Claude Code Pros and Cons

Pros
  • Builds full-stack apps from one prompt
  • Asks permission before every terminal command
  • Produces real, editable production code files
  • Selects appropriate libraries without being asked
  • Works within your existing development environment
  • Handles complex multi-file projects systematically
  • Included in Claude Pro, Max, Team plans
Cons
  • Requires terminal experience, not for non-coders
  • Full builds take fifteen or more minutes
  • No visual preview while building
Tip
Write the most detailed prompt you can before you start. Claude Code does not ask clarifying questions before it begins. Anything left vague in your brief will be decided for you, and reversing those decisions mid-build takes extra prompting.

Rating Breakdown

Claude Code is not directly comparable to no-code or low-code GUI app builders. The scores below reflect its performance as a terminal-based AI coding agent for developers, which is the category it belongs to.

Evaluating it on the same scale as a drag-and-drop tool would not give a useful reading for anyone deciding whether to add it to their workflow.

FeatureScore (Out of 10)Why the Score
Ease of Use7.0Straightforward for developers; the install and interface are clean
Features & Functionality9.5Covers the full stack from auth to payments without guidance
Design & Customisation8.0Generates real CSS and component files; no visual editor
Value for Money10.0Included in paid plans at no extra charge whatsoever
Performance & Reliability9.5Consistent, production-quality output on a complex brief
Overall9.4For developers, Claude Code is close to the best tool in its category. The output quality, library choices, and value are all at the top end. The score accounts for the fact that non-technical users will hit a wall immediately, which is a real limitation even if it is by design.

Claude Code Features

  • Terminal-based agent, runs in your local environment
  • Writes and organises multi-file project structures
  • Installs and manages packages and dependencies
  • Requests approval before each command runs
  • Supports Next.js, Supabase, and Stripe natively
  • TypeScript and Tailwind CSS support built in
  • Slash commands for model switching mid-session

My Honest Claude Code Review: What I Found After Testing It

A lot of people find Claude Code while searching for AI app builders, or land on this page after looking at tools like Lovable, Bolt, Rork AI, or Retool. Before anything else, the distinction needs to be clear: those are AI app builders that give you a graphical interface, a hosted preview, and a point-and-click experience that does not require you to open a terminal.

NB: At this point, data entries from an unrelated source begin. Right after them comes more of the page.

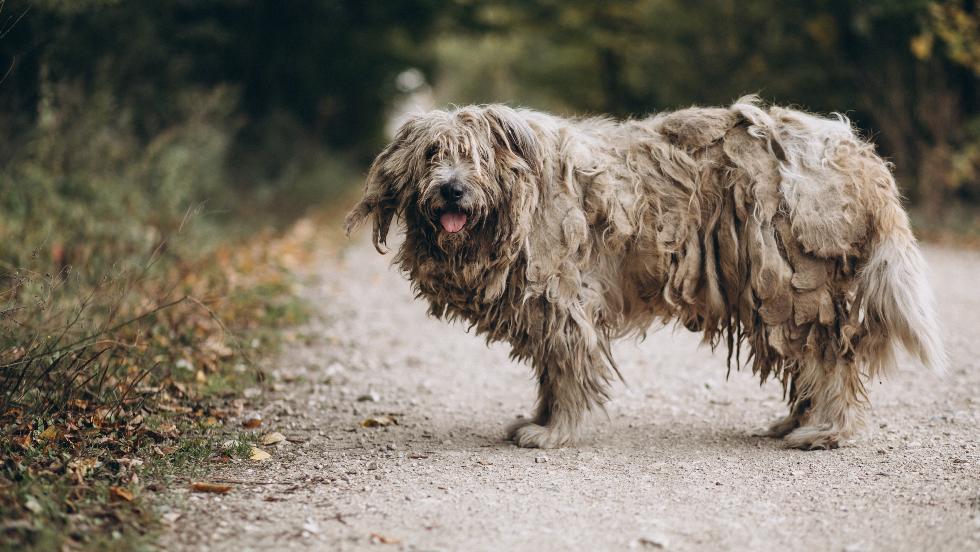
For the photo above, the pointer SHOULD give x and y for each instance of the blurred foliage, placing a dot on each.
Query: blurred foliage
(328, 65)
(906, 71)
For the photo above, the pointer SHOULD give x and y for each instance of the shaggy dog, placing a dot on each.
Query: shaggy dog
(764, 227)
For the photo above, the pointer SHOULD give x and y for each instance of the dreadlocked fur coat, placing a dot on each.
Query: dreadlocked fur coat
(777, 234)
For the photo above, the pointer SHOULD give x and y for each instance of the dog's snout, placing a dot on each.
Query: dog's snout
(452, 190)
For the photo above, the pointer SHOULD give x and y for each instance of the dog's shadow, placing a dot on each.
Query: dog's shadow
(606, 437)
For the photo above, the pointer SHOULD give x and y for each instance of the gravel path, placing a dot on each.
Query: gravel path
(673, 463)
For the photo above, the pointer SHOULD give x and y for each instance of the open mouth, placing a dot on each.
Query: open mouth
(452, 221)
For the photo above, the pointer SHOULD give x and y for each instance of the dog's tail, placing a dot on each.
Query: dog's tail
(895, 298)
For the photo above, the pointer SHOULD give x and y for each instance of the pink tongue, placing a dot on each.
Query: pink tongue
(452, 222)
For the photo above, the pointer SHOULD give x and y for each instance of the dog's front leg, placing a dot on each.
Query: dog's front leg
(572, 379)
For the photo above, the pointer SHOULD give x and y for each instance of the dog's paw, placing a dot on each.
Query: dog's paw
(527, 434)
(813, 438)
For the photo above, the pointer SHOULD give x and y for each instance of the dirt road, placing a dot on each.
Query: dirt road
(673, 465)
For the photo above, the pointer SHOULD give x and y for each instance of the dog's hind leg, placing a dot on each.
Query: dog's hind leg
(831, 406)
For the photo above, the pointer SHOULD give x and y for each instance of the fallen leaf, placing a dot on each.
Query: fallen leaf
(120, 493)
(377, 538)
(24, 441)
(201, 487)
(49, 434)
(273, 438)
(259, 455)
(379, 421)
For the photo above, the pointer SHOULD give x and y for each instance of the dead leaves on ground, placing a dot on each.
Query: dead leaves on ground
(202, 487)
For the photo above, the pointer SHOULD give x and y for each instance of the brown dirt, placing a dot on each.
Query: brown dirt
(673, 462)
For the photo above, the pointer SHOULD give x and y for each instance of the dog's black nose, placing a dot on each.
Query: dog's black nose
(452, 190)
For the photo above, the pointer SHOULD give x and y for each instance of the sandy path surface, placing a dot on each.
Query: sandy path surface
(673, 464)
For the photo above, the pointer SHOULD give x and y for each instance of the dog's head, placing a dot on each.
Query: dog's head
(457, 178)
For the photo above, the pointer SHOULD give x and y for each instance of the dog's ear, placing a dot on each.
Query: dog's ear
(386, 180)
(513, 134)
(380, 200)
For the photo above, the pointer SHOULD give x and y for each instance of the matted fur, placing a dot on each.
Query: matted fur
(764, 227)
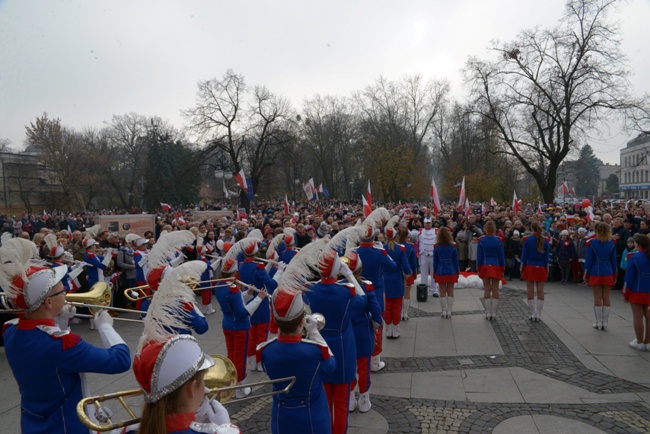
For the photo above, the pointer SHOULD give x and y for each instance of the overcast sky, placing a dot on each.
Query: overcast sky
(84, 61)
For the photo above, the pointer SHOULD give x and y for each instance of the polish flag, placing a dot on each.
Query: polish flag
(241, 179)
(461, 199)
(286, 205)
(515, 203)
(435, 198)
(369, 198)
(367, 208)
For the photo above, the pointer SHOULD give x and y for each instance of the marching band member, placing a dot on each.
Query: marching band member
(446, 269)
(394, 280)
(236, 321)
(491, 263)
(534, 268)
(304, 409)
(375, 262)
(47, 360)
(171, 372)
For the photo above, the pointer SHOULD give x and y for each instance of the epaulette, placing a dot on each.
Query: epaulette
(68, 339)
(213, 428)
(263, 344)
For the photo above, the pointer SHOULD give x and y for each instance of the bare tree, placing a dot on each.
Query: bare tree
(550, 89)
(250, 126)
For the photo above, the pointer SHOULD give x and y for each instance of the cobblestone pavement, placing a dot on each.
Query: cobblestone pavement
(525, 344)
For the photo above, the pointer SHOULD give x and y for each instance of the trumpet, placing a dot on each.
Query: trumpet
(221, 379)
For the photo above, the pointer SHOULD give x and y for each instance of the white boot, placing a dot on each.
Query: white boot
(405, 309)
(606, 310)
(598, 313)
(364, 402)
(376, 364)
(531, 306)
(242, 392)
(493, 308)
(538, 310)
(352, 405)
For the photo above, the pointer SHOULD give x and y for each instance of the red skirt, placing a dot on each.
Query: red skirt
(493, 271)
(642, 298)
(602, 280)
(535, 273)
(451, 278)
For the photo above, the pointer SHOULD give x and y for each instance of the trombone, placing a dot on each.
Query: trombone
(221, 379)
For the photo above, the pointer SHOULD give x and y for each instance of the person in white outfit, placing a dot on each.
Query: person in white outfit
(427, 239)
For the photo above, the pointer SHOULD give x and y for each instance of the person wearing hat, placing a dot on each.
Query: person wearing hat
(95, 264)
(171, 373)
(304, 408)
(375, 263)
(46, 358)
(427, 239)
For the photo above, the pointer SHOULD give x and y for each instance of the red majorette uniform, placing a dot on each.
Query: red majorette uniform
(47, 360)
(336, 301)
(253, 273)
(394, 285)
(600, 262)
(637, 278)
(304, 409)
(534, 262)
(365, 318)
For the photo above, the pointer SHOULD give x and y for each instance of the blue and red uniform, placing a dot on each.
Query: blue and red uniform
(445, 263)
(601, 267)
(47, 364)
(304, 409)
(637, 278)
(253, 273)
(235, 324)
(336, 302)
(394, 283)
(534, 262)
(362, 316)
(491, 259)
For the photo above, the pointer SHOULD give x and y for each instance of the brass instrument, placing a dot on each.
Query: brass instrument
(221, 379)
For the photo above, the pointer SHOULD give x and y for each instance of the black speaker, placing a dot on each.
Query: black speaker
(423, 292)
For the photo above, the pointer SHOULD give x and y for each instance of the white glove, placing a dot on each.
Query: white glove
(107, 257)
(178, 260)
(104, 325)
(63, 318)
(211, 411)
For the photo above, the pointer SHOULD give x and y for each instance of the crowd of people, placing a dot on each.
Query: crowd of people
(265, 326)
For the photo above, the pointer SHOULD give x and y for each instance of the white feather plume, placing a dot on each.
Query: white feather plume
(166, 311)
(256, 234)
(273, 246)
(15, 258)
(93, 232)
(301, 267)
(377, 217)
(167, 246)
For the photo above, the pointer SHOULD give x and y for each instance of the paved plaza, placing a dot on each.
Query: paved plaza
(465, 374)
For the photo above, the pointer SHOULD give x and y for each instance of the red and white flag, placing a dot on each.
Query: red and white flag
(461, 199)
(435, 198)
(367, 208)
(369, 197)
(241, 179)
(286, 205)
(515, 203)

Claude Code is an AI coding agent. The output is a codebase on your machine. If you are looking for a no-code or low-code GUI tool, Claude Code is not that product, and you will be frustrated before you see a result.

With that said, here is exactly what happened when I ran it against a complex full-stack brief.

Claude Code Is a Coding Agent, Not an App Builder

The terminology matters because it changes what success looks like. With a GUI app builder, success is seeing a live preview in a browser. With Claude Code, success is a working codebase on your machine that you then run, test, and deploy yourself.

Claude Code sits in a category alongside tools like Aider, Devin, and Cursor’s agent mode. The difference from those tools is that Claude Code is a standalone terminal application made by the same company that builds the underlying model. There is no third-party integration layer between you and the AI.

If you are a developer evaluating AI coding tools, this positioning matters: you get direct access to Anthropic’s models, permission controls on every command, and output that lands in your file system rather than a proprietary platform.

Verdict
Claude Code is not competing with app builders. It is competing with other AI coding agents, and in that category it performs at the top end. Readers who need a no-code tool should look elsewhere.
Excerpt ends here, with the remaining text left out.